PubliGroupe, le champion national de la publicité, subit un véritable séisme. Edipresse, l’un des principaux clients de sa filiale Publicitas, avec laquelle il avait jusqu’ici un contrat exclusif, a décidé de faire cavalier seul pour le traitement de ses annonces publicitaires. L’éditeur des quotidiens Le Matin, 24 heures et La Tribune de Genève , misera dès le 1er janvier 2010 sur sa propre régie, Edipub, aujourd’hui dédiée aux magazines et à laquelle une trentaine de collaborateurs sont rattachés. Le Temps, dont Edipresse est actionnaire à hauteur de 44,7%, n’est pas concerné: il maintient sa propre régie publicitaire, Le Temps Media, laquelle appartient à Publicitas.

Pour les sites lausannois et genevois du démarcheur publicitaire en mains de PubliGroupe, le coup est extrêmement rude. De 140 employés, les deux entités passeront à environ 40 d’ici à un an, explique Patrick Cuénoud, directeur de Publicitas pour la Suisse romande. Une partie des 100 collaborateurs touchés seront repris par l’éditeur vaudois, mais 25 à 30 personnes devraient être finalement licenciées.

Une crise historique

Chez Edipresse Suisse, le directeur Théo Bouchat justifie la décision de son entreprise par la volonté de réaliser des économies, qu’il se refuse néanmoins à chiffrer. «Plus les temps sont durs, plus il est impératif d’avoir la maîtrise de ses revenus», ajoute-t-il. Un seul chiffre permet d’illustrer son propos: le marché publicitaire a sombré de 25 à 30% en janvier-février, sur un an, après un dernier trimestre 2008 déjà en forte baisse. Cette chute est tout simplement historique.
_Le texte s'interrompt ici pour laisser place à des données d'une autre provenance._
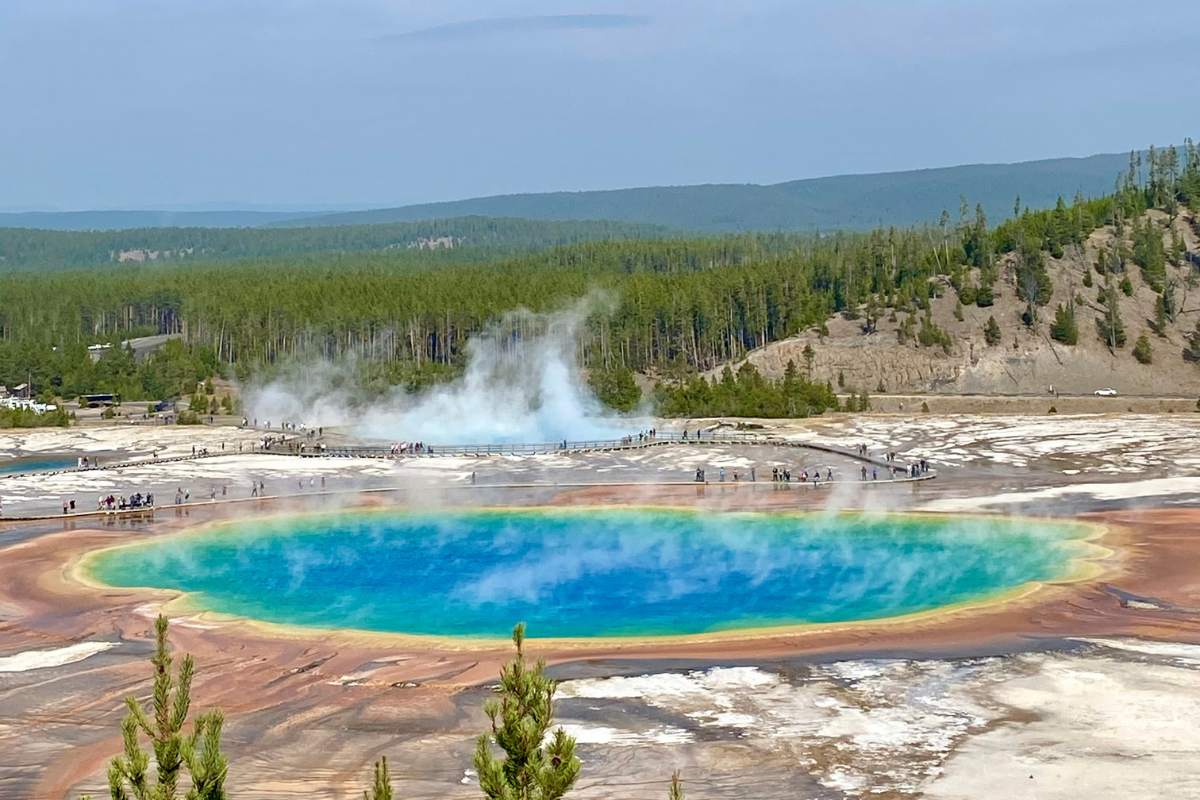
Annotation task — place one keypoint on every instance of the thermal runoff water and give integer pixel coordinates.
(591, 572)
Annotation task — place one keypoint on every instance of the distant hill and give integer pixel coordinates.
(843, 202)
(129, 220)
(430, 241)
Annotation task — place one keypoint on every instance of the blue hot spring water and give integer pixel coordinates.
(36, 464)
(591, 572)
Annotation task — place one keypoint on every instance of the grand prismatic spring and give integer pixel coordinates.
(592, 572)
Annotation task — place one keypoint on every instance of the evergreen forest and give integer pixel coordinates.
(667, 307)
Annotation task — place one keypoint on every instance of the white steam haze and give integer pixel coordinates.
(521, 384)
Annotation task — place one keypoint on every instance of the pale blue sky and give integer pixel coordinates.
(322, 103)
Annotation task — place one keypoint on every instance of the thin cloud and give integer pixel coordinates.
(502, 25)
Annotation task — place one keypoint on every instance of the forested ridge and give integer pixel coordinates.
(425, 244)
(834, 203)
(667, 307)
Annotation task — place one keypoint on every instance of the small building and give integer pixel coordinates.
(95, 401)
(95, 352)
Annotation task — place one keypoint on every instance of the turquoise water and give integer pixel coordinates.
(591, 572)
(36, 464)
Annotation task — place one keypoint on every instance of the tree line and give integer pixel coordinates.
(670, 307)
(429, 242)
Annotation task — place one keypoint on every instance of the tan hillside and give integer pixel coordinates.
(1036, 364)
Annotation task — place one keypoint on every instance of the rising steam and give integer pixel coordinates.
(521, 384)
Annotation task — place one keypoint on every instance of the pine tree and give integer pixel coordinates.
(1109, 326)
(809, 355)
(676, 787)
(1141, 350)
(991, 332)
(1063, 329)
(521, 721)
(382, 788)
(198, 751)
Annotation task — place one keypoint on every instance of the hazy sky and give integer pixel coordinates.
(306, 103)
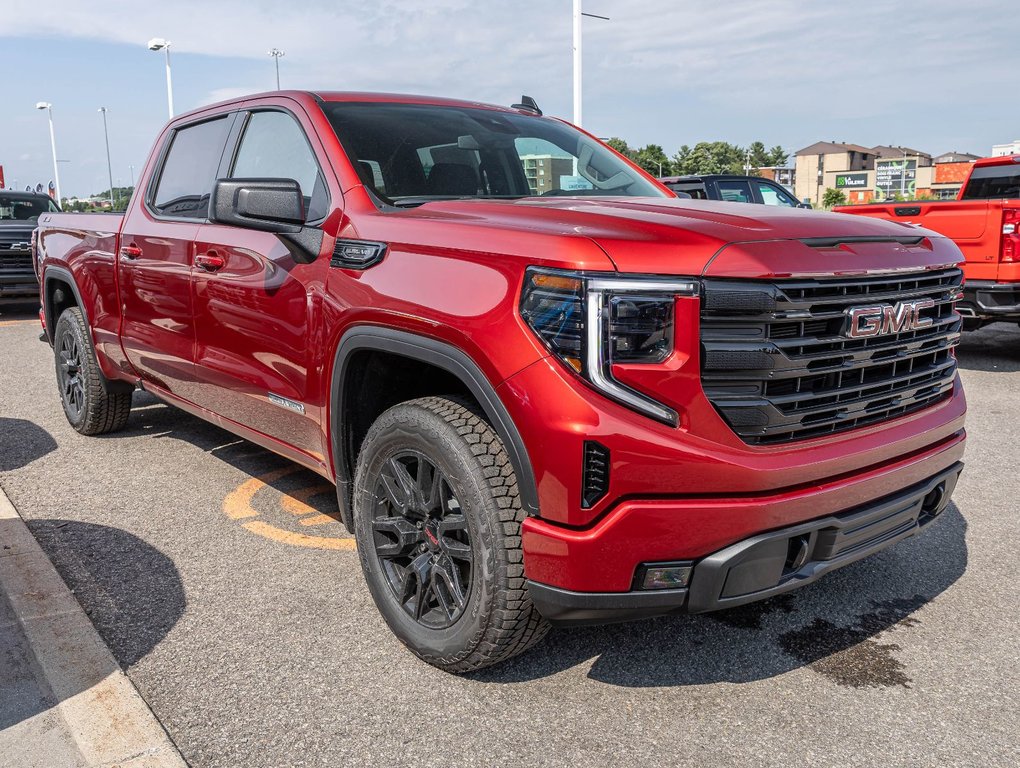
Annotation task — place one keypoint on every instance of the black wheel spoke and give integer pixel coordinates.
(400, 536)
(421, 540)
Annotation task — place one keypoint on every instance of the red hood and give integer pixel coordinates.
(685, 237)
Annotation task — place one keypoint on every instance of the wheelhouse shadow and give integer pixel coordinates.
(131, 592)
(843, 627)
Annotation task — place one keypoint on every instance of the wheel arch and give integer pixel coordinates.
(440, 355)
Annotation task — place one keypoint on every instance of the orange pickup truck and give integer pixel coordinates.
(983, 220)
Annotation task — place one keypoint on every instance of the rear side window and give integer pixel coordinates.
(734, 192)
(991, 182)
(273, 146)
(190, 169)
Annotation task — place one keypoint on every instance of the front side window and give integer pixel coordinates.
(24, 208)
(190, 169)
(273, 146)
(774, 196)
(409, 154)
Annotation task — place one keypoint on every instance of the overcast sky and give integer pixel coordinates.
(936, 75)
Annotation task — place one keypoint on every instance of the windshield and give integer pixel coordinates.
(23, 208)
(990, 182)
(409, 154)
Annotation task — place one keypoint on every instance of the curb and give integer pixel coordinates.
(107, 718)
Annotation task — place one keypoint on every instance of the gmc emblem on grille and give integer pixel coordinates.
(880, 319)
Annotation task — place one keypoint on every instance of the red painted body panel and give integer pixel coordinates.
(217, 343)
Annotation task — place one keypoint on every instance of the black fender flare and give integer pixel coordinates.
(52, 274)
(443, 356)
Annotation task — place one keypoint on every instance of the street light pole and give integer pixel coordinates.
(158, 44)
(53, 147)
(276, 53)
(578, 14)
(109, 165)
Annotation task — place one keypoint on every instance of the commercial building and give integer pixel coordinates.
(1001, 150)
(545, 171)
(869, 174)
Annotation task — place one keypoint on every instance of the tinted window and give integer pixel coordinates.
(992, 182)
(411, 153)
(18, 208)
(273, 146)
(190, 169)
(774, 196)
(734, 192)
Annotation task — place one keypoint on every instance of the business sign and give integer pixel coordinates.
(851, 181)
(896, 176)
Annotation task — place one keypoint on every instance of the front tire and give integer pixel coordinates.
(437, 518)
(91, 403)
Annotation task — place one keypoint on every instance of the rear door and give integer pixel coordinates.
(256, 345)
(155, 258)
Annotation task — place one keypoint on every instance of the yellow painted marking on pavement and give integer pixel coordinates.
(297, 502)
(238, 505)
(298, 540)
(318, 520)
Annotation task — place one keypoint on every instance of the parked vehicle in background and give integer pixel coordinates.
(19, 213)
(733, 189)
(983, 220)
(588, 404)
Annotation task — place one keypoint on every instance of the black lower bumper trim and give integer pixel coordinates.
(990, 300)
(764, 565)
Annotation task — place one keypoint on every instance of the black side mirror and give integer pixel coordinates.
(274, 205)
(265, 204)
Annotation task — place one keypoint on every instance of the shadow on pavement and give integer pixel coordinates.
(131, 591)
(22, 442)
(995, 348)
(829, 627)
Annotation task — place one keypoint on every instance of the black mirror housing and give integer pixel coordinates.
(265, 204)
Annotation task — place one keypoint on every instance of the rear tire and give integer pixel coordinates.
(91, 403)
(437, 518)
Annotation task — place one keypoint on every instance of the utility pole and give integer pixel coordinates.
(109, 165)
(276, 53)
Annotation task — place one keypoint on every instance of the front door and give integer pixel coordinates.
(155, 258)
(255, 353)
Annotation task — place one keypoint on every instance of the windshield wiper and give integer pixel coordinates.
(412, 201)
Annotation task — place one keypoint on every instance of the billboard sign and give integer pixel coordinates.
(851, 181)
(896, 176)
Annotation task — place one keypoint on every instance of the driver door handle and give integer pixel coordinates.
(210, 261)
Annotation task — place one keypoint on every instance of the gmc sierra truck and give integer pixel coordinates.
(544, 398)
(19, 213)
(983, 220)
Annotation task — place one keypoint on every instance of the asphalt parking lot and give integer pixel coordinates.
(220, 580)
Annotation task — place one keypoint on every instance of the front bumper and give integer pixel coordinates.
(987, 299)
(767, 564)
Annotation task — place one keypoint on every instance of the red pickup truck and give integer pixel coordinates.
(983, 220)
(548, 391)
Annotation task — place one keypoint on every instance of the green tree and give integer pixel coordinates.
(654, 159)
(833, 197)
(777, 156)
(620, 146)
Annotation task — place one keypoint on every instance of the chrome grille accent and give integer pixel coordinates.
(777, 367)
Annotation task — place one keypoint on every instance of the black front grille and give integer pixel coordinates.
(777, 366)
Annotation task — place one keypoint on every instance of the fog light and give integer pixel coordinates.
(666, 576)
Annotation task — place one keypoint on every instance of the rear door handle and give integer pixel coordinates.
(210, 261)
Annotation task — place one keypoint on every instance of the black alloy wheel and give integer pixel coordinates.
(69, 374)
(421, 540)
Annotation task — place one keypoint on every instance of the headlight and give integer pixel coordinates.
(591, 320)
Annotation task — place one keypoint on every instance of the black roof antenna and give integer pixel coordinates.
(527, 104)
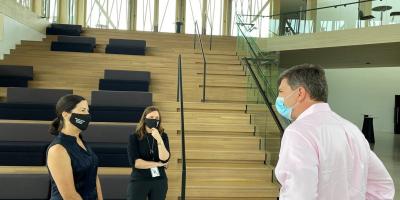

Pour s’assurer une meilleure prévisibilité, Edipresse entend faire passer le chiffre d’affaires annuel d’Edipub de 30 millions actuellement à 180-200 millions de francs dès l’an prochain, avec une centaine d’employés. Cette somme comprend la part que Publicitas continuera à lui apporter et que Patrick Cuénoud chiffre à 40-50 millions de francs. «Les annonceurs qui ont une stratégie nationale continueront à passer par Publicitas. Nous allons miser à fonds sur notre force de vente universelle», explique-t-il. La grosse différence, pour Publicitas, c’est que les sites lausannois et genevois, qui travaillaient jusqu’ici à 85-90% pour Edipresse, n’auront plus de contrat exclusif. «C’est tout notre modèle d’affaires qui est remis en question», reconnaît Patrick Cuénoud.

La réorganisation pourrait ne pas s’arrêter là. Interrogé par Werbewoche et Finanz und Wirtschaft, le CEO de NZZ, Albert P. Stäheli, songe lui aussi à redéfinir, à moyen terme, le partenariat entre son groupe et Publicitas. Questionné par Le Temps, il précise toutefois que le contrat actuel avec Publicitas est maintenu et sera respecté.

Massacre en bourse

En bourse, l’action PubliGroupe fait désormais partie des titres suisses les plus massacrés. Elle a clôturé lundi à 55,80 francs, en baisse de 5,3%. En deux ans, le titre a perdu quelque 90% de sa valeur. «Le groupe vaudois souffre de la perte de ses clients exclusifs tout en ne convaincant pas dans sa stratégie de repositionnement dans le multimédia», observe Chris Burger, chez Helvea. A noter que PubliGroupe s’est déjà restructuré récemment, supprimant 250 emplois sur quelque 3000.